Of all the Liszt recitals during this bicentenary year, Lortie’s will live in the memory for the concentration with which he sustained the seven Italian pieces in their internalised response to art, so very different to the landscape grandeur of the Swiss year of pilgrimage. He set the bar high in ‘Sposalizio’, offered with a rapture that hovered like a mystical paintbrush-in-sound over Raphael’s painting of the wedding of Mary and Joseph. In Liszt’s homage to Michelangelo, ‘Il Penseroso’, as in La lugubre gondola, Lortie was masterly in pushing the music’s passionate declamatory style as near as damn it into the realm of words, an aspect of his playing taken even further in the three Petrarch Sonnets – the radiance of No.123 (“I saw on earth angelic grace”) was ardent enough, but the unrequited love of 104 was something else in terms of passion. Lortie has the uncanny ability to enable us to hear not only how essentially these pieces are of their time, taking nineteenth-century subjectivity and the cult of self to the limit, but also how modern.

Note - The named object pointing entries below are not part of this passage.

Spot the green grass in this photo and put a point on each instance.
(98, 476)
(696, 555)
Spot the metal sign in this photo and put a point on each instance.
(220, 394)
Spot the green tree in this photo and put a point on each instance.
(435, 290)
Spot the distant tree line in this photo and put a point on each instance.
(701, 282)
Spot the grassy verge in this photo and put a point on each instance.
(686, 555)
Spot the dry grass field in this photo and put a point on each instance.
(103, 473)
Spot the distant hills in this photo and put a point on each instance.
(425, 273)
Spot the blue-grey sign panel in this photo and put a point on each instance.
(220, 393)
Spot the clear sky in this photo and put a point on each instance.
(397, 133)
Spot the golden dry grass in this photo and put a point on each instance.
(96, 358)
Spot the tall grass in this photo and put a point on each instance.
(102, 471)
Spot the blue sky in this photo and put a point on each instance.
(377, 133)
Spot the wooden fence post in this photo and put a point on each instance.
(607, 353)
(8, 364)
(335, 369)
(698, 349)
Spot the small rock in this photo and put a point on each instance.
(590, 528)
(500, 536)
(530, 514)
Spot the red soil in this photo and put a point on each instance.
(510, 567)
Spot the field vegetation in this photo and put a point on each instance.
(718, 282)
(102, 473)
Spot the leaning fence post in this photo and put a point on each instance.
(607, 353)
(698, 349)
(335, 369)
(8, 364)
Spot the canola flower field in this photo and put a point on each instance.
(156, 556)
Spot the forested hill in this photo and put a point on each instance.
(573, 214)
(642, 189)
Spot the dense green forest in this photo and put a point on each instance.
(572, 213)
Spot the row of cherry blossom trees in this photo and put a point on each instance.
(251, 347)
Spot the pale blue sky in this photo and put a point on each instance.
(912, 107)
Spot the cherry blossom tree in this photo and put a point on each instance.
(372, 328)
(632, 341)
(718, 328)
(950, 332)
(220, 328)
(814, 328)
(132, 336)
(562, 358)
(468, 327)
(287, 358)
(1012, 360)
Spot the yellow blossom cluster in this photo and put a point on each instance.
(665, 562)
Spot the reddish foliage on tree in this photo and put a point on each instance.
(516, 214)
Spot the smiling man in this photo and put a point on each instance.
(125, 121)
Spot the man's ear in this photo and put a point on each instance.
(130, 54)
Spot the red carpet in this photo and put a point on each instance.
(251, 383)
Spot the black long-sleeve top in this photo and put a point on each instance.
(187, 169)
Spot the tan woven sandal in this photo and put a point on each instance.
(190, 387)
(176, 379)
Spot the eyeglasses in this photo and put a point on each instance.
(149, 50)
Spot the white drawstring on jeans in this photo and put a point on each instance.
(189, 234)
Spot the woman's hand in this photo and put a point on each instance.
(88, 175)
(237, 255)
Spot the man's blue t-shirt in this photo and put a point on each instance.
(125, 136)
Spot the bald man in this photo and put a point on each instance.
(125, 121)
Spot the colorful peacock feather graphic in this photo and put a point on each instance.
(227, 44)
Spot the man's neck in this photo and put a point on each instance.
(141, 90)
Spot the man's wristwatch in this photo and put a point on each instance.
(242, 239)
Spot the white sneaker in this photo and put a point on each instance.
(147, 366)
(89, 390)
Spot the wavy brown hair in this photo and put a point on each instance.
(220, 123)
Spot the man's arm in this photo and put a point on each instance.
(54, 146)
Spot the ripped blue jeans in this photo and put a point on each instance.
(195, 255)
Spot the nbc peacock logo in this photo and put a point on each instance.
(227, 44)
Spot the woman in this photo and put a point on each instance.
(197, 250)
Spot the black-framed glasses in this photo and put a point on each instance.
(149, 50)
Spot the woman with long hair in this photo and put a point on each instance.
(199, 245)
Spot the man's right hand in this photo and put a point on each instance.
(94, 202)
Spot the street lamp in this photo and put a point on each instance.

In that respect Lortie’s performance of the ‘Dante Sonata’ was a colossal achievement, in which abandonment of hope and celestial aspiration were not so much evoked as experienced. This mercurial act of imagination and self-identification continued with a fabulously effortful La lugubre gondola, a floating hearse that just about heaved itself into a semblance of rocking motion, and a R.W. – Venezia of epic, empty desolation. In this company, the ‘Tarentella’ from Venezia e Napoli, superbly played, was less a delirious conclusion than dancing to the brink.

Lortie’s playing had it all – that sort of strength and wisdom that drew you into the drama and eye-watering originality of Liszt’s music and was played with such conviction. He drew an extraordinary range of sound from the stunning Fazioli piano – organ-like solidity to extremes of delicacy, with any amount of colour and attack in between.